Je ne veux pas to grow up
Jean Cocteau refused offers to turn his 1929 novel Les Enfants Terribles into a movie for two decades before granting the rights to Jean-Pierre Melville. The result is a unique collaboration between author and director, both enriched and strangely limited by their contributions.
Les Enfants Terribles is a character study about two overgrown adolescent siblings named Paul and Elisabeth who live “like two halves of one body.” They sleep in the same room, bicker incessantly and live in a private game world of high theatricality and surprising cruelty.
Melville is most successful in exploring the undercurrent of cruelty that exists in all children’s games, especially in the opening scene, an anarchic construction-site snowball fight: The hyper-sensitive Paul gets beaned by a snowball and becomes an invalid. Later, when their mother dies, “these children, who know nothing of the world,” move further into isolation.

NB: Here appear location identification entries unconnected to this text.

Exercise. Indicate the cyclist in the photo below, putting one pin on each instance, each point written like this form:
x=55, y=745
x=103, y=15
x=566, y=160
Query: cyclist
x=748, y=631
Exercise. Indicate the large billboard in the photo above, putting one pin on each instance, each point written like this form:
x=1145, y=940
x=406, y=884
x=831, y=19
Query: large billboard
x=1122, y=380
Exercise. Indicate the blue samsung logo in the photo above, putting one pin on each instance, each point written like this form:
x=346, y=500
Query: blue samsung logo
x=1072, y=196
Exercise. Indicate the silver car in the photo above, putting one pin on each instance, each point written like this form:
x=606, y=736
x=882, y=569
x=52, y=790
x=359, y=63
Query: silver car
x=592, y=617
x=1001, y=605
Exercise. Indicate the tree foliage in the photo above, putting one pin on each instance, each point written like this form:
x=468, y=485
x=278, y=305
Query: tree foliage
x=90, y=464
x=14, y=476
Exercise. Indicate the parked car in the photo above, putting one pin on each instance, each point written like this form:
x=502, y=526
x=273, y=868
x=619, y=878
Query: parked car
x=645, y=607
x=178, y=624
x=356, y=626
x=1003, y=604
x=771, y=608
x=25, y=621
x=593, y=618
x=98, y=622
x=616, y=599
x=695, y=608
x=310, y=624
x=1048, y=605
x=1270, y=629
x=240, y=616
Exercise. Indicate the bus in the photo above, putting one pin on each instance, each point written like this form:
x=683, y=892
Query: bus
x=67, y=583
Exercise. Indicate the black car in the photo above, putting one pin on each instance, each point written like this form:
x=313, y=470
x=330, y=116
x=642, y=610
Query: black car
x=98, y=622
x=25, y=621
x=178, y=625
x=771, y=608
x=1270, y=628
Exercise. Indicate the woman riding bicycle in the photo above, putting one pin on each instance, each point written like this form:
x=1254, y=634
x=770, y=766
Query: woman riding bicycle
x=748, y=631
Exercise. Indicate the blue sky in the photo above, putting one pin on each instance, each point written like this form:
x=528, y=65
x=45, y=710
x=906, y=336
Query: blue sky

Eventually, the wealthy siblings and two friends who’ve been drawn into their vortex of insouciant sadism move into a large mansion, where, lacking any moral center, they dutifully play the roles in a tragic romantic drama of Elisabeth’s design.
Melville and Cocteau butted heads over the ending and over the casting of 25-year-old Edouard Dermithe as the teenage Paul. All of the actors seem too old for their parts, but given the theme of overindulged adolescence, it lends the film an extra level of creepiness. A bigger problem is Cocteau’s narration, which feels intrusive even as it fleshes out the story.
The DVD supplements include several documentaries that elucidate the often contentious collaboration between Melville and Cocteau. Many consider Les Enfants Terribles to be a Cocteau film rather than a Melville film, but the interviewees make it clear that Cocteau served mainly as an artistic consultant, while Melville shouldered all the demands of the production.